Each year, the Naomi Milgrom Foundation commissions a leading architect to create a new MPavilion in Melbourne’s Queen Victoria Gardens. The decision to invite internationally acclaimed Levete to design this year’s pavilion was described by Milgrom as an opportunity to evolve the new Melburnian tradition into a global architecture and design event. The MPavilion, modelled on the Serpentine Gallery pavilion in London’s Hyde Park, will host talks, workshops, performances and installations between 5 October and 7 February 2016.
Levete won the UK’s most prestigious architectural prize, the RIBA Stirling Prize for her Lord’s Cricket Ground Media Centre project. She envisions that her MPavilion design will investigate material responses to Melbourne’s summer weather, as a way to ignite cultural impact and urban renewal.
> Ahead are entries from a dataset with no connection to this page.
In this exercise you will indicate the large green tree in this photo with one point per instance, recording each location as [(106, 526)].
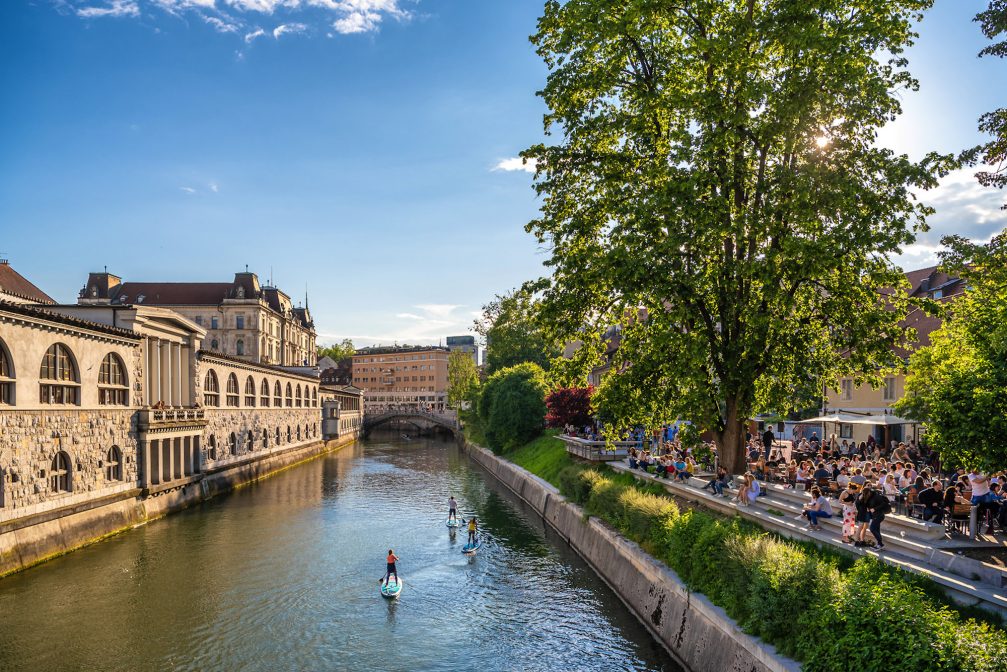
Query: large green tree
[(512, 333), (958, 385), (718, 191), (993, 153), (462, 378)]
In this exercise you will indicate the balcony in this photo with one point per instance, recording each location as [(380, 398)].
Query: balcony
[(170, 418)]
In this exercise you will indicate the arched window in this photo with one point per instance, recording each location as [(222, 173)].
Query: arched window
[(232, 397), (6, 377), (60, 475), (210, 390), (114, 464), (113, 389), (58, 382)]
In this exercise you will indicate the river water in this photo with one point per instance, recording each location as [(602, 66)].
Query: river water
[(283, 575)]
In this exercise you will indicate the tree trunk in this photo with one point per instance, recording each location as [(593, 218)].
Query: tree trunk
[(731, 440)]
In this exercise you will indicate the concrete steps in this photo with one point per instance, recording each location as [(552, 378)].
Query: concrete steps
[(967, 581)]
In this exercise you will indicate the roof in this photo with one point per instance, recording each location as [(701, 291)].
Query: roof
[(37, 312), (255, 365), (171, 293), (15, 284)]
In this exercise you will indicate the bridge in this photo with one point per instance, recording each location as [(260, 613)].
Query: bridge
[(418, 418)]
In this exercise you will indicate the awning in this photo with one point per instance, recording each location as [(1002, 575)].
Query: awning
[(855, 419)]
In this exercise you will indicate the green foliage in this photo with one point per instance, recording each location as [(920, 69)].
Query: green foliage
[(689, 182), (337, 351), (817, 606), (513, 407), (512, 333), (462, 378), (958, 385)]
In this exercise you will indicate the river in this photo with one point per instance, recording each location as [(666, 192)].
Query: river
[(283, 574)]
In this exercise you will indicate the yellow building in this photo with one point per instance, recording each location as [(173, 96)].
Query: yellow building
[(863, 399)]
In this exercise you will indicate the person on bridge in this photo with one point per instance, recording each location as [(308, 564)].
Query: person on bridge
[(472, 527), (390, 569)]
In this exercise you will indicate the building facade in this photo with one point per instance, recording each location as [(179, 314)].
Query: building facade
[(412, 377), (865, 400), (242, 318)]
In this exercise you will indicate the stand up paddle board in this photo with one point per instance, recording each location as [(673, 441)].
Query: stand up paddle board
[(391, 589)]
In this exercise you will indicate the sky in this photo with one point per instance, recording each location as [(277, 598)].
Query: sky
[(360, 152)]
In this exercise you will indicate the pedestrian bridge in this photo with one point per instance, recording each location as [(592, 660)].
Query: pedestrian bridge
[(418, 418)]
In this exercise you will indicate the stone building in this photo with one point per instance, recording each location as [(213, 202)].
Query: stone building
[(242, 318), (414, 377), (112, 412)]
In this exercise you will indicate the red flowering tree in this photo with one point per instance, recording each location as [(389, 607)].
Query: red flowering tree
[(569, 405)]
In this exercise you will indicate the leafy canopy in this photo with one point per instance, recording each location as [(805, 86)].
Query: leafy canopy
[(512, 406), (513, 337), (462, 378), (958, 385), (716, 190)]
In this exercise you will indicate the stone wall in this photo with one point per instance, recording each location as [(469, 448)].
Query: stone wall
[(697, 633)]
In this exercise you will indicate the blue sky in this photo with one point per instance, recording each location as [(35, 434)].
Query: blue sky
[(351, 146)]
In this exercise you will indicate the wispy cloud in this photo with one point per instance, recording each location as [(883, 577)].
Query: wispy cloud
[(240, 16), (111, 9), (516, 163), (288, 29), (251, 36)]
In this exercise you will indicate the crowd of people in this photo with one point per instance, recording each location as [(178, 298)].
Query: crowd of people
[(861, 483)]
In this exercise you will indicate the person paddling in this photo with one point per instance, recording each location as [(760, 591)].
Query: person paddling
[(472, 527), (391, 570)]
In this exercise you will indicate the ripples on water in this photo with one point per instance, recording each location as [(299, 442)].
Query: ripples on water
[(283, 575)]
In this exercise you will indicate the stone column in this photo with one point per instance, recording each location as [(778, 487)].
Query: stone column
[(176, 390)]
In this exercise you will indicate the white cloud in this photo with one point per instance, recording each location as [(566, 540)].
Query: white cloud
[(234, 16), (288, 28), (251, 36), (516, 163), (112, 8), (220, 24)]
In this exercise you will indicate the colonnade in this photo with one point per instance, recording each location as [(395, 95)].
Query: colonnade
[(168, 380)]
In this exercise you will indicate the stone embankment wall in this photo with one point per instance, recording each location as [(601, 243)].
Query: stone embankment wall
[(697, 633), (29, 540)]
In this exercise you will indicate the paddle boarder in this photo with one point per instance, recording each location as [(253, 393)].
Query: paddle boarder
[(472, 527), (390, 570)]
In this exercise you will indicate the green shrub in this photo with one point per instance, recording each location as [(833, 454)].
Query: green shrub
[(513, 407)]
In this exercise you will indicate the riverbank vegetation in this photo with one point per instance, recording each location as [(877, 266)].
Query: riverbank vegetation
[(824, 609)]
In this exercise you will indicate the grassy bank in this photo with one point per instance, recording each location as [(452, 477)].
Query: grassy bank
[(825, 609)]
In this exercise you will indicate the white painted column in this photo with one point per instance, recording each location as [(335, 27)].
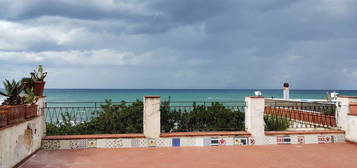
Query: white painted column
[(345, 120), (254, 118), (151, 116)]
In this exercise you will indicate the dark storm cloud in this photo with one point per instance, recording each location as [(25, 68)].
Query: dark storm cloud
[(183, 43)]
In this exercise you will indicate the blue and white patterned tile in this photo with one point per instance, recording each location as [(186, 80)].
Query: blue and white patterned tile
[(206, 141), (73, 144), (199, 141), (176, 142), (92, 143), (270, 140), (51, 144), (82, 144), (113, 143), (126, 143), (311, 139), (241, 141), (188, 141), (229, 141), (65, 144), (164, 142), (101, 143)]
To do this, her pavilion will have no walls, but will give the sensation “a forest canopy in the heart of the city”. The canopy will be created from custom composites, and will be produced in collaboration with an Australian yacht fabricator. The composites will allow her to create translucent, incredibly lightweight, and fragile elements that move in the wind.
Levete also anticipates her design will exploit the temporary nature of the pavilion form. She explained that there is “a kind of urgency when you design something for a short time and you don’t have a huge number of years in the build-up to it. It forces you to think very quickly.”
Levete will also help shape a program of free cultural events at the pavilion. One idea she has suggested is a series of bedtime stories for children under the pavilion. “The kids (will be) just below the canopy at dusk, being read their bedtime story. That captures the slightly ethereal experience we want to create,” she said.
Professor Donald Bates, Chair of Architectural Design at the University of Melbourne, expressed his support for the decision to appoint Amanda, remarking that Amanda has very unique ways of working, and that her work is fresh and original.
Last year, the inaugural MPavilion designed by Sean Godsell attracted more than 64,000 visitors over 317 free events. Godsell’s pavilion will be permanently relocated to the gardens of the Hellenic Museum in Melbourne’s CBD.
The MPavilion 2015 cultural program will be announced in August.